Here is some data for experimentation:

  load(url("http://www.mayin.org/ajayshah/tmp/all.rda"))

This gives you an object "all" which has 44 columns of data. Each of
these columns is one set of values obtained from a bunch of dealers.

I did:

  library(refrate)
  results <- matrix(NA, nrow=length(fileslist), ncol=4)
  colnames(results) <- c("lmrob","median","atm","mean")
  for (i in 1:length(fileslist)) {
    tmp <- na.omit(all[,i])
    a <- try(lmrob(tmp ~ 1)$coefficients)
    result <- NA
    if (class(a) != "try-error") {result <- a}
    results[i,] <- c(result,
                     median(tmp),
                     referencerate(tmp)["atm"],
                     mean(tmp))
  }
  cor(results, use="pairwise.complete.obs")

where the function referencerate() implements the Lien/Cita scheme
described above. (I can email you this code if there is interest).

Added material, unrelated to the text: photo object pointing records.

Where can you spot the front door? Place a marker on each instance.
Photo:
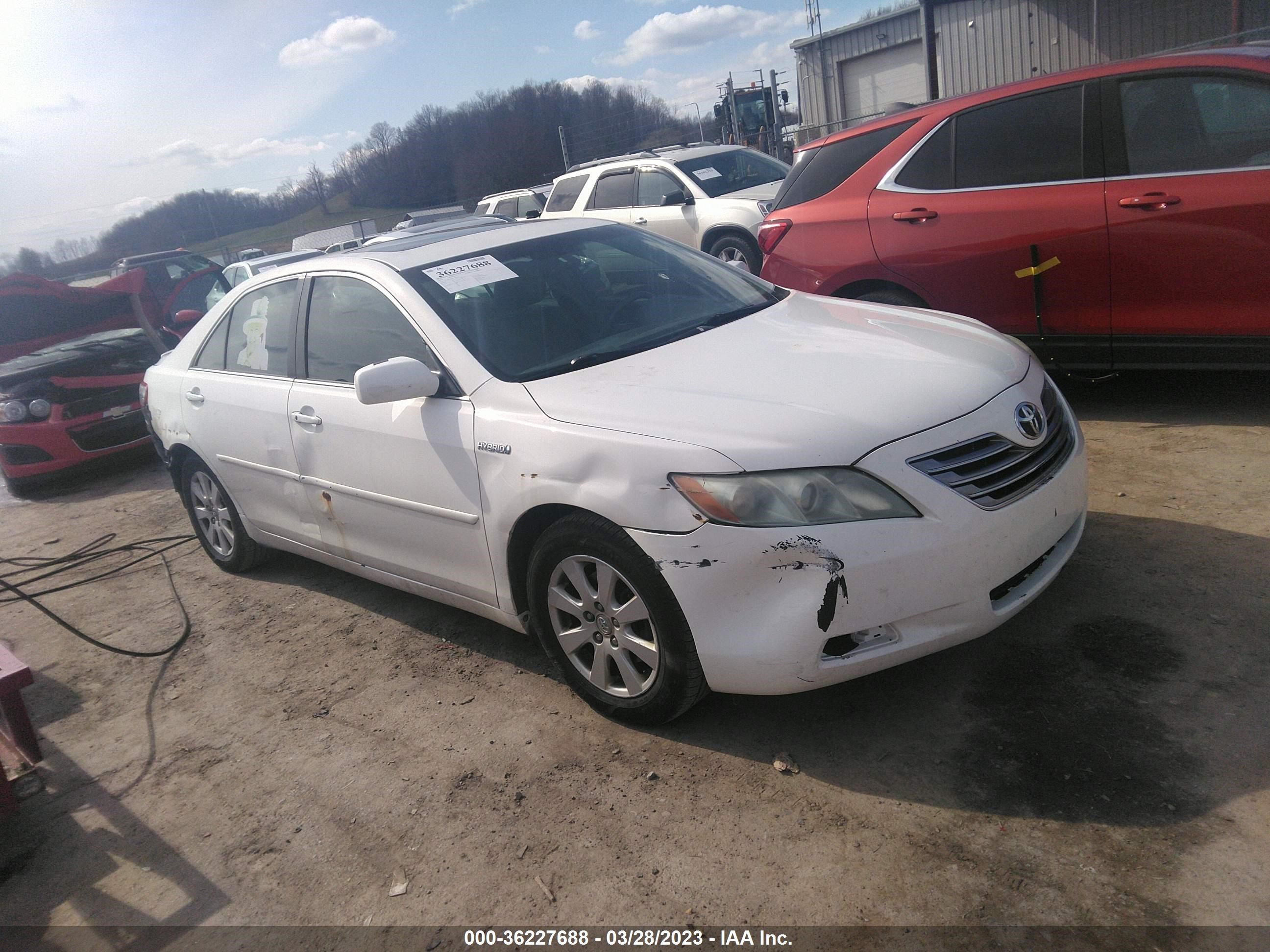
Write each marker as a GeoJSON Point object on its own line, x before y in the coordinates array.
{"type": "Point", "coordinates": [234, 405]}
{"type": "Point", "coordinates": [674, 221]}
{"type": "Point", "coordinates": [391, 487]}
{"type": "Point", "coordinates": [1188, 205]}
{"type": "Point", "coordinates": [994, 193]}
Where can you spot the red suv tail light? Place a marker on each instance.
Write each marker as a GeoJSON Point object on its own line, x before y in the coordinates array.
{"type": "Point", "coordinates": [771, 233]}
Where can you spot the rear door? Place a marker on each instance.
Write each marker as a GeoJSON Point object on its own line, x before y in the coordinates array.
{"type": "Point", "coordinates": [234, 404]}
{"type": "Point", "coordinates": [391, 485]}
{"type": "Point", "coordinates": [675, 221]}
{"type": "Point", "coordinates": [991, 193]}
{"type": "Point", "coordinates": [1188, 205]}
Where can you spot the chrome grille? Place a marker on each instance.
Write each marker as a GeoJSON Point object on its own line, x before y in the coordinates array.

I
have two findings:

(a) lmrob() often breaks. It shouldn't. I have sent in one bug report.

(b) The correlation matrix shows very high correlations:

             lmrob    median       atm      mean
  lmrob  1.0000000 
  median 0.9998192 1.0000000 
  atm    0.9999741 0.9998113 1.0000000 
  mean   0.9993983 0.9994536 0.9996133 1.0000000

The correlations with the ATM are: lmrob > median > mean. So lmrob()
and the ATM seem to agree a lot.

Looking deeper, an important feature in this (financial) application
is that dealers should not see a location estimator where a small
cartel can produce a large distort the price. So their gains from
forming a cartel should be low. Would lmrob() be much different from
the ATM in this?

-- 
Ajay Shah                                      http://www.mayin.org/ajayshah  
ajayshah using mayin.org                             http://ajayshahblog.blogspot.com
<*(:-? - wizard who doesn't know the answer.